I don't want to modify either of logrotate.service or logrotate.timer,
as they are provided by the OS vendor (SLES 12 SP5, in my case.)

In a sense, you're already modifying units provided by the OS vendor – whenever you use `systemctl enable` to link a service into multi-user.target.wants/, that "modifies" multi-user.target by adding a Wants= dependency, just that that happens in a way that does not get reset during package updates. Systemd has plenty of mechanisms for that; e.g. you can add additional settings to `/etc/systemd/system/logrotate.service.d/*.conf` (using systemctl edit) or you can link some units into logrotate.service.wants/ in the same way as is done with .targets.

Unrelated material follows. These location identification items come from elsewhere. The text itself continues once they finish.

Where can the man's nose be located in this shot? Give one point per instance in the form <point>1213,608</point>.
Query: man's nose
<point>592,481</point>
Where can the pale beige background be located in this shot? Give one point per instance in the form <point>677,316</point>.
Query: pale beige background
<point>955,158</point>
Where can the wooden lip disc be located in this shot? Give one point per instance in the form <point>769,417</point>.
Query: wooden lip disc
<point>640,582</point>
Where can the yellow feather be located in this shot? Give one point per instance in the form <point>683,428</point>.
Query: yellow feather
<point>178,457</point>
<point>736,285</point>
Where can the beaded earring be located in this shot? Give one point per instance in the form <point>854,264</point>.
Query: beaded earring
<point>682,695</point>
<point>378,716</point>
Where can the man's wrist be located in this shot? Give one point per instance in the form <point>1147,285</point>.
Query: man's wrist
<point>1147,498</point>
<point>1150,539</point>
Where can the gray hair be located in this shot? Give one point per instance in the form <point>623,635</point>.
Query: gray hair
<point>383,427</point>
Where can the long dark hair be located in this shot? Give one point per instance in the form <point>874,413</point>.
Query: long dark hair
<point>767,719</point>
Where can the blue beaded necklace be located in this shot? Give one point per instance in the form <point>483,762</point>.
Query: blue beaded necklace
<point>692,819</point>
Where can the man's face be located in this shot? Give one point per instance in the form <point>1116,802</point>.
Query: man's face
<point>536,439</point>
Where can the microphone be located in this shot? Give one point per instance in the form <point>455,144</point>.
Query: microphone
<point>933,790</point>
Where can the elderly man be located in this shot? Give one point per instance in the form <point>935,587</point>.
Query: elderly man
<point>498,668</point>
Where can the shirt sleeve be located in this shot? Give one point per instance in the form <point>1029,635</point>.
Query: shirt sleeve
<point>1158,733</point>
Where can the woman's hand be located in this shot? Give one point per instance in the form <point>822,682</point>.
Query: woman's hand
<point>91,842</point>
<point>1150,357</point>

(You need to do this to the .service, as that's what actually gets activated periodically.)

My current service file:

  [Unit]
  Description=Activities after logrotation

  Requires=logrotate.service
  Wants=logrotate.service

That seems like the complete opposite of what you're trying to achieve – this makes *your* unit trigger the start of logrotate, not the other way around.
 
  After=logrotate.service

After= does not define a trigger. It only defines the execution order when multiple units are triggered at once.
 

  [Service]
  #Type=oneshot
  Type=simple

  ExecStart=/usr/bin/logger 'XXX post log rotation'

  [Install]
  WantedBy=timers.target

The WantedBy= (or the .wants/ symlink that results from it) is the only trigger being defined in your unit. But since the service was set up to be started by timers.target, and timers.target itself only starts once during boot (when timers get scheduled), that means your service is also started once during boot and that's that.

If you want it to be triggered by logrotate.service, then you need WantedBy=logrotate.service. Then each time logrotate.service is started on schedule, it'll cause your service to be started as a dependency, and the After= will actually work to define the order.